There was something of the patient trust of a sheepdog in Bowers's fidelity. "The queen can do no wrong," was his attitude. Kate was so accustomed to his devotion and admiration that it gave her a twinge to think of sharing it.

She called after him as he was leaving: "If you meet that freighter, tell him for me he'll get his check if he gets in again as early as he did last trip. I won't have a horse left with a sound pair of shoulders."

"And I fergot to tell you that somebody's 'salted' over in Burnt Basin," he answered, turning back. "There's a hunerd head o' cattle eatin' off the feed there. We'll need that, later."

"Tsch! tsch!" Kate frowned her annoyance at the information.

"Be sure and warn Neifkins's herder as soon as you can get around to it," she reminded him.

"You bet!" Bowers responded cheerfully, and went on.

Yes, she certainly would miss Bowers if anything happened that he left her, she thought as she turned inside to her market report and her letters.

It was days, however, before Bowers found the opportunity to go to Dibert's camp with supplies and incidentally warn Neifkins's herder, if he was still crowding. Now as he jolted towards the fluttering rag, thrust in a pile of rocks to mark the location of Dibert's sheep-wagon, his thoughts, for once, were not of sheep or anything pertaining to them. He was, forsooth, composing for the matrimonial paper an advertisement which should be sufficiently attractive to draw a few answers without making himself in any way liable. He thought he might with safety say that he was a single gentleman, crowding forty, interested in the sheep industry, who would be pleased to correspond with a plump blonde of about thirty. He would not go so far as to say that his object was matrimony, since, of course, it was not, and the declaration might somehow prove incriminating. The Denver Post was full of suits for breach of promise and it behooved him to be wary.

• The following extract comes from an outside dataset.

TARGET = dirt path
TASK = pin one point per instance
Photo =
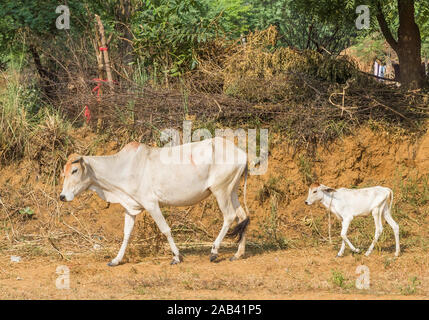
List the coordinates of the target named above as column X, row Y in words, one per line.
column 312, row 273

Bowers felt like a fox, at the adroit wording of the advertisement, and chuckled at his cunning. He would notify the postmaster in Prouty to hold out his mail for him and thus escape further "joshing" from Kate, who would be sure to observe letters addressed to him in feminine writing.

The matrimonial paper had proved to be in the nature of a debauch to Bowers, who had worn it to tatters poring over its columns. The "petite blondes" and "dashing brunettes" who enumerated their charms without any noticeable lack of modesty furnished food for his imagination. He selected brides, as the description pleased him, with the prodigal abandon of a sultan.